Page 6 of 13

Re: TCEC stage 3 , New Houdini starts with a bang

Posted: Sun Jul 24, 2016 8:47 pm
by Laskos
Branko Radovanovic wrote:
Laskos wrote:The 5 ELO points difference in Komodo settings with probability of 98% didn't have any impact on the outcome of the first game, and these 5 ELO points in single game are negligible. It's replaying of the game which impacted seriously the stage. It flipped the fortunes of a single game approximately by the value of the drawelo of 250 ELO points. Replaying the game had a pretty devastating and an expected a priori effect on the outcome of a single previously won by Houdini game. Come on, humans have pretty good intuition on these matters, everybody knew that the decision favors Komodo for that game massively.
"Someone stole a lottery ticket from Komodo and gave it to Houdini. Then, the ticket won the jackpot. Taking the jackpot from Houdini and giving it to Komodo would have a devastating effect on Houdini because it would cost him millions, while the value of the lottery ticket in the moment it was stolen was pretty much negligible, being a million-to-one longshot. So, this decision favors Komodo massively."
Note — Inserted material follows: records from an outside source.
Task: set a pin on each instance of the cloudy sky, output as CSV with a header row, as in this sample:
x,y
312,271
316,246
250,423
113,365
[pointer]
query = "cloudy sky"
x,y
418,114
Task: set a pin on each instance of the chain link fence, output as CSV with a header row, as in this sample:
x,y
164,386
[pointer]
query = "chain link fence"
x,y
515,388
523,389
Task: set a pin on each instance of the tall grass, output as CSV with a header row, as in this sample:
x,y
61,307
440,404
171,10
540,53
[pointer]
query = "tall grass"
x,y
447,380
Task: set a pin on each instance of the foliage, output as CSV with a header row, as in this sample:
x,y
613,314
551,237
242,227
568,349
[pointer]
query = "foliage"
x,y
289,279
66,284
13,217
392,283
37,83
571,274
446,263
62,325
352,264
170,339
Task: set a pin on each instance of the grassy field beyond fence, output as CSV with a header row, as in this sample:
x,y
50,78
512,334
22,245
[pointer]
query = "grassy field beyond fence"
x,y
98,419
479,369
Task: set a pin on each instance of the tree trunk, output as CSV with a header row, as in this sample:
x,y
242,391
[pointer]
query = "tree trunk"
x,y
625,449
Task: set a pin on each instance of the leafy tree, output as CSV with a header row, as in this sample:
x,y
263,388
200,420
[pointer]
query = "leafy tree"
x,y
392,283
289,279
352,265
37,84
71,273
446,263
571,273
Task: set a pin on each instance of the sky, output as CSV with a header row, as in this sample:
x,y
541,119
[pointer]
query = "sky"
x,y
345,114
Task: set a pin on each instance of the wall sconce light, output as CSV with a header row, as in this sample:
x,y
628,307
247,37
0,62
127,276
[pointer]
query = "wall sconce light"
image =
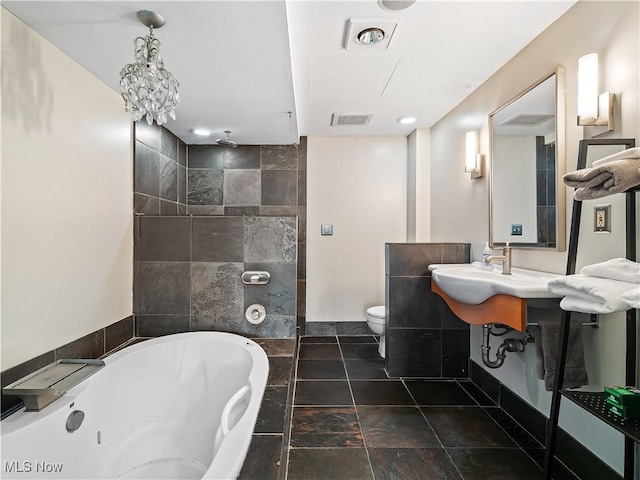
x,y
473,160
594,109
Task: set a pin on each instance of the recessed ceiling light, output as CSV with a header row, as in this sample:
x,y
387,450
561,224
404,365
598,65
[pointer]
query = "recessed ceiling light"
x,y
201,132
407,120
371,36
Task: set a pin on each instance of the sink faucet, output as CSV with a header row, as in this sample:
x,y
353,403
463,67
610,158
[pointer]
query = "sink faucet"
x,y
505,259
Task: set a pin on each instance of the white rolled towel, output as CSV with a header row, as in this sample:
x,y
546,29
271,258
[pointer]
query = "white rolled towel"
x,y
586,294
632,297
621,269
629,153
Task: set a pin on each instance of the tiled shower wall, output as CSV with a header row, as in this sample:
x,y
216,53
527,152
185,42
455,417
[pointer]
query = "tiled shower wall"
x,y
234,210
423,337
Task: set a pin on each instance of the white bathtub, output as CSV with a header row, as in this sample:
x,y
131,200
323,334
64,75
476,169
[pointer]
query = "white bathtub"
x,y
181,406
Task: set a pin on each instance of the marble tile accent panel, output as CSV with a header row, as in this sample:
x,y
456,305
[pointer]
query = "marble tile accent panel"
x,y
168,208
414,352
263,458
206,156
169,144
279,371
276,326
415,463
118,333
182,153
302,264
345,464
163,239
279,187
216,289
159,325
466,427
395,427
148,134
204,187
242,187
456,350
218,239
145,204
242,211
270,239
272,411
277,347
182,184
243,156
325,427
146,170
279,295
161,288
205,210
168,179
89,346
279,210
320,328
279,157
483,463
302,224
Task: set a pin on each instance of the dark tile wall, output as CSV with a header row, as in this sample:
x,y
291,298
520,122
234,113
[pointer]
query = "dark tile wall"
x,y
172,178
187,274
546,192
95,345
160,171
423,337
575,461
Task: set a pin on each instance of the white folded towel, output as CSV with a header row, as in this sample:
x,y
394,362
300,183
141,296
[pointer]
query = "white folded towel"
x,y
632,297
586,294
621,269
630,153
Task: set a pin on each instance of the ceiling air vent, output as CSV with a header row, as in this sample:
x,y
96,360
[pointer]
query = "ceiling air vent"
x,y
528,119
351,118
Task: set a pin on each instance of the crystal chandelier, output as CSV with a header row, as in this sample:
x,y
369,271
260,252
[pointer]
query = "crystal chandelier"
x,y
148,89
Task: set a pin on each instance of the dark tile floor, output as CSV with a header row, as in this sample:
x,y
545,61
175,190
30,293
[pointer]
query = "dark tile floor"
x,y
350,421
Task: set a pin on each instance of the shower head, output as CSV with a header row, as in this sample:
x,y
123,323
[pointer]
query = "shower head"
x,y
226,142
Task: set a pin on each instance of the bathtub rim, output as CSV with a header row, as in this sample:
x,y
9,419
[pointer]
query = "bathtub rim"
x,y
229,459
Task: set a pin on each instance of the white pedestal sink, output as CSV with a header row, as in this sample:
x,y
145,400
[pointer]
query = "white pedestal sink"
x,y
468,284
479,297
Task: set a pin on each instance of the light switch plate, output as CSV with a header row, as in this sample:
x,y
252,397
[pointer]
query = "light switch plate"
x,y
602,218
326,229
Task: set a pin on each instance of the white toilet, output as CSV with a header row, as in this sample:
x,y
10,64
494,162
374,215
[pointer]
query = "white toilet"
x,y
375,320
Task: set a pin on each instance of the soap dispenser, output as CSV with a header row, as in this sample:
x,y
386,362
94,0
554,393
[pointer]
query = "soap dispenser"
x,y
486,253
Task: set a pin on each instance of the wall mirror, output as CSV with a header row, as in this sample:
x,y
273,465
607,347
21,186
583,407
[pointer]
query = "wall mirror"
x,y
527,195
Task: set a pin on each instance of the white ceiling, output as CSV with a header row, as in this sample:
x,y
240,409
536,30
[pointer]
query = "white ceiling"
x,y
271,70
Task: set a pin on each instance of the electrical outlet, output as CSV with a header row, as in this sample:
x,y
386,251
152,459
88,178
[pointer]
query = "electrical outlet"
x,y
326,230
602,218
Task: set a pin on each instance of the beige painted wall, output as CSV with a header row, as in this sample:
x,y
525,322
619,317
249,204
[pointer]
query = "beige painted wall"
x,y
359,185
460,206
66,198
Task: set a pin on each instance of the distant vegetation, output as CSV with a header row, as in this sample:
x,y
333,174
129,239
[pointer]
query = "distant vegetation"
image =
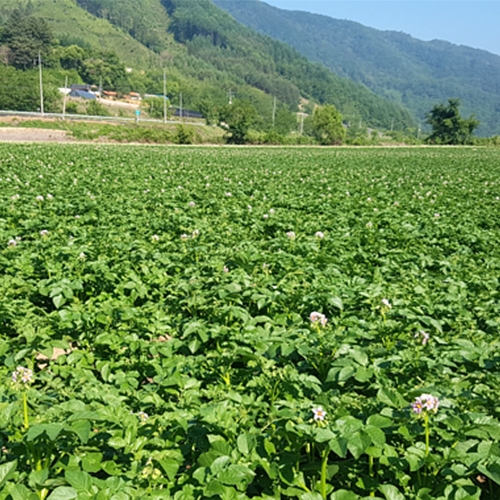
x,y
208,58
409,72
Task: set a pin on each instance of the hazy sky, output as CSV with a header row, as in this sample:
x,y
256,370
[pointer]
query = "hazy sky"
x,y
464,22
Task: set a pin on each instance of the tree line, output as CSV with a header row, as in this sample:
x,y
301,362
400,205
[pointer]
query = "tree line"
x,y
24,37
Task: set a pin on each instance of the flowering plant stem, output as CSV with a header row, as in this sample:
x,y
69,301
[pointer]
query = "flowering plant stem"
x,y
25,410
324,465
426,424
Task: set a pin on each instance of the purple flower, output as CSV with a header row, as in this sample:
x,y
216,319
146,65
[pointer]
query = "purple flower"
x,y
319,414
317,317
22,375
425,336
425,403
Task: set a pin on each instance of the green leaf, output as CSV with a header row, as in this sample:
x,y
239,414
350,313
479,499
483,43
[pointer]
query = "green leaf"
x,y
357,443
51,430
339,446
82,429
246,443
380,421
344,495
491,470
20,492
91,462
323,435
170,467
38,477
311,496
236,475
346,373
79,480
63,493
391,397
337,302
377,435
6,470
391,492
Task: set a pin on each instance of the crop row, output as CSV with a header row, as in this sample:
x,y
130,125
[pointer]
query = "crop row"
x,y
249,323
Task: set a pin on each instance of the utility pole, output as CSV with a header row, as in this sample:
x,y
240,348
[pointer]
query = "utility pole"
x,y
65,96
301,127
41,82
164,96
274,111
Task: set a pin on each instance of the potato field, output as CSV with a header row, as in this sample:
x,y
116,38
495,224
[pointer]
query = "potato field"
x,y
235,323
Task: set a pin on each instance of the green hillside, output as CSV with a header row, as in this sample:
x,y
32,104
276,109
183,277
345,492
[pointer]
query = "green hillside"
x,y
208,54
73,25
407,71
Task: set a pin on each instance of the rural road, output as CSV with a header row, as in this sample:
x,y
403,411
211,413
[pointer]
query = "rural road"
x,y
14,134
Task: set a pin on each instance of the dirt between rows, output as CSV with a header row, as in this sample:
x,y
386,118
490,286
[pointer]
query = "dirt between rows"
x,y
14,134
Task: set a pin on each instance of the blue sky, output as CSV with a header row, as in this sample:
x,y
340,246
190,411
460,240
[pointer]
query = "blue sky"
x,y
464,22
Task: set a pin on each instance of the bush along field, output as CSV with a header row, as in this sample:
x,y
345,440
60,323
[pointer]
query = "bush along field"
x,y
194,323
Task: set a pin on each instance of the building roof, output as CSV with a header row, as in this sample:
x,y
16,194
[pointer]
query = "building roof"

That's really just a rephrasing of my earlier reply to Ronald de Man: one either compares a priori with a priori or a posteriori with a posteriori - one cannot mix the two, because it leads to faulty conclusions like the one above.
You simply don't realize a simple fact obesrved intuitively by almost everybody (but you) that flipping a coin until it gives a desired result is not science about the coin and I am afraid is a bit flawed stage of TCEC.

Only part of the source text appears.